Heureuse invite que m’a lancée mon ami Jérôme, l'animateur de ce blog, un jour de la fin août 2009. Il me dit : "Réserve ta journée du 12 septembre nous partons pour le camp de Suippes." A nos âges ce n’est pas pour être mobilisés, ni nous engager, mais pour effectuer un voyage de mémoire. Mon camarade, féru de la guerre de 14-18 et d’un certain 36e régiment d'infanterie, sait qu’un de mes grands oncles, Jean Antoine Joseph, soldat du 14e régiment d'infanterie, qu’on prénommait Antoine et qui était le frère aîné de mon grand-père Eugène est décédé le 24 décembre 1914 à Perthes-Les-Hurlus.
Perthes-Les-Hurlus ? Sur une carte de France cette minuscule commune fait aujourd’hui partie des villages détruits pendant la Première guerre mondiale dans ce coin stratégique de la Champagne. Au nord de Suippes, avant la terrible guerre des orages d’acier (je rends volontairement hommage au roman d’Ernst Jünger) de charmants hameaux abritaient des villageois au cœur de forêts de sapins, d’érables et d’aubépines poussant sur une terre de craie comme je n’en avais encore jamais vue : Hurlus, Mesnil-les-Hurlus, Ripont, Tahure et Perthes-les-Hurlus, justement. De ces villages détruits que nul ne peut traverser sans l’autorisation de l’armée (ils sont inclus dans une zone rouge qui forme le camp de Suippes), il reste donc des bribes de mémoire : objets de cuisine rouillés à même le sol, stèles éclatées, briques rouges de murs affaissés - l’armée qui contrôle le site, le protège également de tout vandalisme. Perthes-Les-Hurlus, à 165 mètres de hauteur a, dit l’Histoire, été incendiée par les Huns en 451. En septembre 1914, le village sera évacué puis anéanti par une autre armée. Sinistre boucle de l’Histoire.


"Le deuxième bataillon soumis dans les tranchées conquises à un feu très violent d’artillerie et d’infanterie fait des pertes assez sérieuses", lit-on de manière laconique et lapidaire dans le journal de marche, à la date du 24 décembre. Ce jour-là, Antoine, matricule 5459, est tué aux côtés de Gabriel Chazaud, capitaine, Adolphe Peyre, sergent et de six autres compagnons d’armes : Joseph Sinègre, Hébert Timbal, Auguste Escoubes, Léonard Madureau, Jules Maupas et Jean Laborde (j’espère que j’orthographie bien leurs noms car je déchiffre les textes laissés à la plume sergent-major par un zélé greffier de l’armée dans les journaux de bord de l’époque).

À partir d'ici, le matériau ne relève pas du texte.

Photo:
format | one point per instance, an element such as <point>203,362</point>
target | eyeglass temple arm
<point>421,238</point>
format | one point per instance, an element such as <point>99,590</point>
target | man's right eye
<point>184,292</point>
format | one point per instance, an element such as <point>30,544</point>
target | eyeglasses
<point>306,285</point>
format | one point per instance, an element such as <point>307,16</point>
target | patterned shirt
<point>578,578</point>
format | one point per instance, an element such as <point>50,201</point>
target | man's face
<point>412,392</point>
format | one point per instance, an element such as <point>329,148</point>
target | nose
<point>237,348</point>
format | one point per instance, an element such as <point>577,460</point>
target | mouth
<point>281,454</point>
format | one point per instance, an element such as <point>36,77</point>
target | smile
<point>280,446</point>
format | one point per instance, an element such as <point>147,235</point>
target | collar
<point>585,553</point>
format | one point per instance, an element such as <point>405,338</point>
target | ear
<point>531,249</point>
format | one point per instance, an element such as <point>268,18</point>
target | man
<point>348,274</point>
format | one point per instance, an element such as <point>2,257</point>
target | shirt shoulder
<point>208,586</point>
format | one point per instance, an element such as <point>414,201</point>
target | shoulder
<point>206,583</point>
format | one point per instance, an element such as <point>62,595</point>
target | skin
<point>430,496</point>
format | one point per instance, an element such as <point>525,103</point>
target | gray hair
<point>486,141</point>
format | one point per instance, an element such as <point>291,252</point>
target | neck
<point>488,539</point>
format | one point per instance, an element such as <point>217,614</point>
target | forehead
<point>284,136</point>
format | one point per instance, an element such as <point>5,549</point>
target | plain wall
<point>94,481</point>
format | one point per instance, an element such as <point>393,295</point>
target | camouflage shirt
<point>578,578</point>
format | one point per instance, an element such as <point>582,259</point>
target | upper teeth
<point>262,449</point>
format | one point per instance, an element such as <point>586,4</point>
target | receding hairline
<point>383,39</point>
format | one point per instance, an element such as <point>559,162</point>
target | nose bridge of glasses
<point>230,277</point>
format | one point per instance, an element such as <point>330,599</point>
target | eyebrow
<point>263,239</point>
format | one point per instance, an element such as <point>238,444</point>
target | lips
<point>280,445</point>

Antoine aurait donc franchi les lignes ennemies. Sur des photos en noir et blanc du 14e RI où je cherche en vain son sourire, je ne vois pas des guerriers, je vois des gosses. Des gosses de 21 ans comme Antoine qui portaient au début de la guerre un pantalon garance et un képi de même teinte revêtu d’un "camouflage" de couleur bleue pour aller au front (il faudra attendre mi-septembre 1915 pour que le casque Adrian équipe les soldats). Je ne sais pas si Antoine a été touché à la tête, au cœur, aux jambes. Je ne sais pas.

Aujourd’hui, en 2009, cette nécropole parfaitement entretenue semble étrangement apaisée. Le lieu est même apaisant. Je pense qu’une nécropole militaire est un sanctuaire de la jeunesse foudroyée, quand les cimetières civils sont généralement la dernière demeure de la vieillesse. Derrière des larmes, au-delà du sang, je vois des sourires de gosses. Antoine aurait eu 116 ans le 19 septembre 2009. Nous persistons à voir les anciens comme des vieux alors qu’ils étaient notre jeunesse et notre avenir… Ne l’oublions pas.
Gabriel Joseph-Dezaize (gabriel.joseph-dezaize@wanadoo.fr)
Paris, le 17 septembre 2009
(Merci à l’Armée d’avoir ouvert exceptionnellement le camp de Suippes au public le 12 septembre 2009.)